On the other hand, while the rate of change may not continue to accelerate, or even continue at its current pace, the political system has to adjust to the stresses that the increase to date has already imposed. William Scheuerman, for example, argues that the “social acceleration of time” has created a profound imbalance between the branches of government in liberal democratic systems like the US.  Even if the rate of techno-commercial innovation slows down, the rate at which global markets generate and propagate news will be a challenge for political systems whose time cycles are set in constitutions that change only very slowly, and human physiology which changes hardly at all. 
Back to Hard Intangibles
A change in context that forces a change in governance doesn’t need to be irreversible for the consequences to be profound. Since history is cumulative, a “phase change” in policy making is a change that never really reverts to its prior form, since the context changes with it. However, some changes are more portentous than others. I’ve argued above that the modularity, convergence and decentralization of the internet are temporary, and part of the regular cycle flow in industry structure. Changes in tempo and the rise of the third sector seem to me to be more momentous. I think both are rooted in the growing intangibility of our societies, which has been accelerated by ICT: complex software running on powerful processors linked by very fast networks.

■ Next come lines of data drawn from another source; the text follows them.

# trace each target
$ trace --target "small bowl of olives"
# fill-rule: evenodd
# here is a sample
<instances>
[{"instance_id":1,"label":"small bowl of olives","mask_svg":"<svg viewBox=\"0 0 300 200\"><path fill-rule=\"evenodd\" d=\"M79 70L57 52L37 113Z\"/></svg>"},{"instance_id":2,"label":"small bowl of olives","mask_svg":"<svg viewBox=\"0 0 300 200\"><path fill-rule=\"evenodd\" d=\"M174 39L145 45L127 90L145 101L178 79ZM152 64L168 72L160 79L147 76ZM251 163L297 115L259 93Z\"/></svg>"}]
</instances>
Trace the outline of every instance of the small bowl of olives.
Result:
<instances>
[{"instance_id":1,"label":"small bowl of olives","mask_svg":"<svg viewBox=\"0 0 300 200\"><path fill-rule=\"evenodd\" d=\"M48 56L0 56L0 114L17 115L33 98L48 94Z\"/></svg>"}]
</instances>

I think there is a link back to my 2006/2007 obsession with “hard intangibles” (DeepFreeze9 thread). The ability to compose more components than the mind can manage makes programming/debugging very hard, particularly when those components are so easily mutable: it’s easier to change a line of code than to retool an assembly line. The “soft products” of these technologies, themselves complex, composable and mutable become the inputs for culture and thus policy making: it’s easier to change web artifacts and social networks than to manage a movement using letters and sailing ships.

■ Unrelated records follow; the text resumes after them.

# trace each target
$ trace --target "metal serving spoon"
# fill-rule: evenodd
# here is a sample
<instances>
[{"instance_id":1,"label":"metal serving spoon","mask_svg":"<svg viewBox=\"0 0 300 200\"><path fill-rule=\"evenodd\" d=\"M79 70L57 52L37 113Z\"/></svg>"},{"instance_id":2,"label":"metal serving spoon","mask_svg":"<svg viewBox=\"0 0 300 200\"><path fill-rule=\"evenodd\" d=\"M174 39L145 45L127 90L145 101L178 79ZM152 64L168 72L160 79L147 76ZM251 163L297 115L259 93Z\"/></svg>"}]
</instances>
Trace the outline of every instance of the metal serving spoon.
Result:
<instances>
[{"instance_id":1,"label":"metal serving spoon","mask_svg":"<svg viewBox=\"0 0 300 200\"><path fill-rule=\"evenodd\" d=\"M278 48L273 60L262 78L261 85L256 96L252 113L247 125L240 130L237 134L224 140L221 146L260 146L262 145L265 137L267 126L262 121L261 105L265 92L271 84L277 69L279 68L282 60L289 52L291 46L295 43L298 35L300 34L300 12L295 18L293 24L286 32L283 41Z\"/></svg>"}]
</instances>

 I first heard the term used by Rohan Bastin, Associate Professor of Anthropology at Deakin University, in a Philosopher’s Zone interview about Claude Levi-Strauss. “The human rage to classify” is also a chapter title in F. Allan Hanson, The Trouble With Culture : How Computers Are Calming The Culture Wars, SUNY Press 2007
 This prediction contradicts Ray Kurzweil’s contention that technological change accelerates at an exponential rate, and will continue to do so: his “Law of Accelerating Returns” [link, critique]

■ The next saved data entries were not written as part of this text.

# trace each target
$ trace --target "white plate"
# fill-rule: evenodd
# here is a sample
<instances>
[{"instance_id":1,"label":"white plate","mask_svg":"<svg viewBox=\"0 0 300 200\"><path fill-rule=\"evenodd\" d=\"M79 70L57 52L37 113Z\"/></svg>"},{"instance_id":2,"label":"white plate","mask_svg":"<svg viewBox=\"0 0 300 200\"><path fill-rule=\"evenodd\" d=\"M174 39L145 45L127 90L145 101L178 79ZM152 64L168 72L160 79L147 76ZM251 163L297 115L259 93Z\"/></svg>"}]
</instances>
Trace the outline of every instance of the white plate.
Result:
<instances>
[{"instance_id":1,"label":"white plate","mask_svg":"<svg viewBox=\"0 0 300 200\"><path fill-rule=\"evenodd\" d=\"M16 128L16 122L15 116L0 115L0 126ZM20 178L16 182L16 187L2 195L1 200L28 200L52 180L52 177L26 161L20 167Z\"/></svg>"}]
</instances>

 William E. Scheuerman, Liberal Democracy and the Social Acceleration of Time (2004). Scheuerman defines social acceleration of time as “a long term yet relatively recent historical process consisting of three central elements: technological acceleration (e.g. the heightening of the rate of technological innovation), the acceleration of social change (referring to accelerated patterns of basic change in the workplace, e.g.), and the acceleration of everyday life (e.g., via new means of high-speed communication or transportation).” I’m indebted to Barb Cherry for introducing me to Scheuerman’s ideas; see e.g. her “Institutional Governance for Essential Industries Under Complexity: Providing Resilience Within the Rule of Law” CommLaw Conspectus 17.1
 Human thinking won’t speed up much, if at all – though tools can make it look as if it does. See for example the Edwin Hutchins’ wonderful Cognition in the Wild (1996). Hutchins contends that we need to think in terms of “socially distributed cognition” in a system that comprises people and the tools that were made for them by other people.